The essays in America’s Continuing Misadventures in the Middle East reveal my own gradual and grudging realization that I had been wrong in my presumption that Israel desired peace and reconciliation with those its Western-backed establishment and military consolidation in the Middle East had injured or offended. As events unfolded, it became increasingly hard to deny that the absence of peace was explained not by the unwillingness of the victims of Israeli colonialism to compromise, but by Israel’s own view that it had no need to make concessions as long as it had the backing of the United States.
With great reluctance, I came to see that, given U.S. enablement, Israel has never been prepared to risk peace with those it displaced from their homes in Palestine. When faced with a choice between territorial expansion and advances toward reconciliation with Arabs, Israel always chooses land over peace. The now-defunct American-sponsored “peace process”— on which the United States staked its reputation in the Middle East and elsewhere, and which I labored to support—has been revealed to all as part of an elaborate diplomatic deception, intended to provide political cover for Israel’s continued territorial expansion at Palestinian expense.
To be clear, this hypocrisy matters to me as a patriotic American less because of its injustice to the Palestinians than because of its political and military consequences for Israel and the United States. Israel can enjoy neither domestic tranquility nor security from non-hostile neighbors and the world’s Muslims if it continues to deal with its captive Arab population through the culling of their leaders by targeted assassination, the tyranny of occupation, and the persecution of checkpoints and separation walls, punctuated by sniper attacks and occasional bombing campaigns against defenseless Palestinian civilians. Such an approach guarantees violent resistance by Palestinians and hostility by those who identify with them.

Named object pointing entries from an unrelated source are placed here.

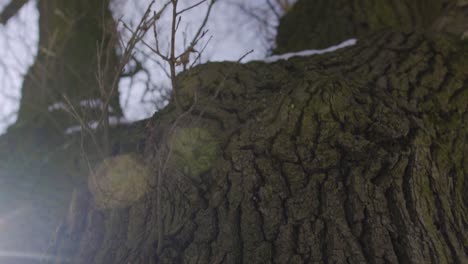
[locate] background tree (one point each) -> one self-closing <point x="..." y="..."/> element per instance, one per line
<point x="357" y="156"/>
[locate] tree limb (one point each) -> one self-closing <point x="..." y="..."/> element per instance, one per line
<point x="11" y="10"/>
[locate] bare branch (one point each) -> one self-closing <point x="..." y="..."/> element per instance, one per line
<point x="191" y="7"/>
<point x="11" y="10"/>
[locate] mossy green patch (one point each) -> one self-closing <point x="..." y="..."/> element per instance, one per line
<point x="194" y="151"/>
<point x="119" y="181"/>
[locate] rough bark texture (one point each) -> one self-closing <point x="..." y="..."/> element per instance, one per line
<point x="70" y="34"/>
<point x="324" y="23"/>
<point x="39" y="165"/>
<point x="358" y="156"/>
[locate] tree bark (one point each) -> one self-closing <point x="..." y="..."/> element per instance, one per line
<point x="358" y="156"/>
<point x="71" y="33"/>
<point x="39" y="164"/>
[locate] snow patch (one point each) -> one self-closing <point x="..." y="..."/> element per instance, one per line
<point x="304" y="53"/>
<point x="113" y="121"/>
<point x="91" y="104"/>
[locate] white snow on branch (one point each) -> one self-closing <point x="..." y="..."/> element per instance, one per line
<point x="303" y="53"/>
<point x="91" y="104"/>
<point x="57" y="106"/>
<point x="113" y="120"/>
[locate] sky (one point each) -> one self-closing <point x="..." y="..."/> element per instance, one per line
<point x="232" y="31"/>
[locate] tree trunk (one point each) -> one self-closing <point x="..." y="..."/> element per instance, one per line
<point x="39" y="164"/>
<point x="358" y="156"/>
<point x="71" y="36"/>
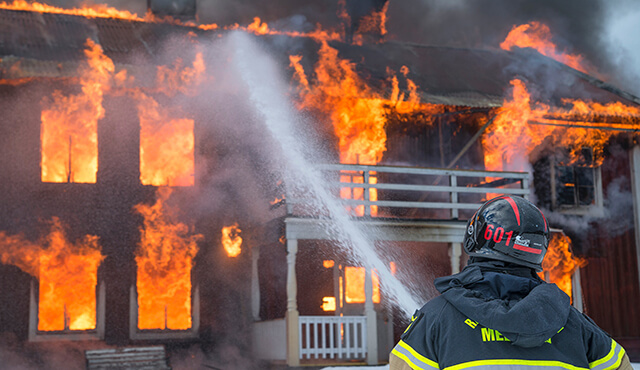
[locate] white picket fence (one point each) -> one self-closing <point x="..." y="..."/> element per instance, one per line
<point x="333" y="337"/>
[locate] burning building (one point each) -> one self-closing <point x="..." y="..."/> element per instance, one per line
<point x="125" y="222"/>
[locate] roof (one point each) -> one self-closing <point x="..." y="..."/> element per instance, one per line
<point x="51" y="45"/>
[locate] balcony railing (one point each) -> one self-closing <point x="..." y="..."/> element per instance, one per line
<point x="407" y="191"/>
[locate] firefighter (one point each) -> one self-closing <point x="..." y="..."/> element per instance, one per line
<point x="497" y="313"/>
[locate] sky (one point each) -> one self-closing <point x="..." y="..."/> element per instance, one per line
<point x="604" y="31"/>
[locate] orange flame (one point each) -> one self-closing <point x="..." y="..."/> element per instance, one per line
<point x="69" y="130"/>
<point x="357" y="112"/>
<point x="231" y="240"/>
<point x="165" y="259"/>
<point x="354" y="280"/>
<point x="328" y="303"/>
<point x="67" y="274"/>
<point x="538" y="36"/>
<point x="521" y="125"/>
<point x="374" y="23"/>
<point x="560" y="264"/>
<point x="166" y="145"/>
<point x="90" y="11"/>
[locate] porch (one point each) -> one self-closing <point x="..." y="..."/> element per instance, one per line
<point x="404" y="204"/>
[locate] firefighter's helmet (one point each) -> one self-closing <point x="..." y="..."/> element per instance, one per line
<point x="509" y="229"/>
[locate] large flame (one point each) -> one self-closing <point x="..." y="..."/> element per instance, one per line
<point x="231" y="240"/>
<point x="537" y="35"/>
<point x="67" y="273"/>
<point x="560" y="264"/>
<point x="69" y="130"/>
<point x="167" y="143"/>
<point x="354" y="278"/>
<point x="165" y="259"/>
<point x="521" y="125"/>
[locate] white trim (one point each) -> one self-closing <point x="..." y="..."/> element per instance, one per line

Equally, or perhaps more importantly, it represents a secession by Israel from both Western civilization and the humane values of the Judeo- Christian moral tradition. As such, it delegitimizes Israel internationally and alienates it from Jews in other countries. This is a prescription for escalating regional enmity and declining support for Israel in Europe and America. It is a suicidal strategy for Zionism. Given American solidarity with Israel, it foretells rising politico-military costs for the United States from anti-American terrorism by estranged Muslims, accompanied by division between the United States and major European allies. It is in the interest of the United States that citizens raise their voices to head off this scenario. That is what I have tried to do.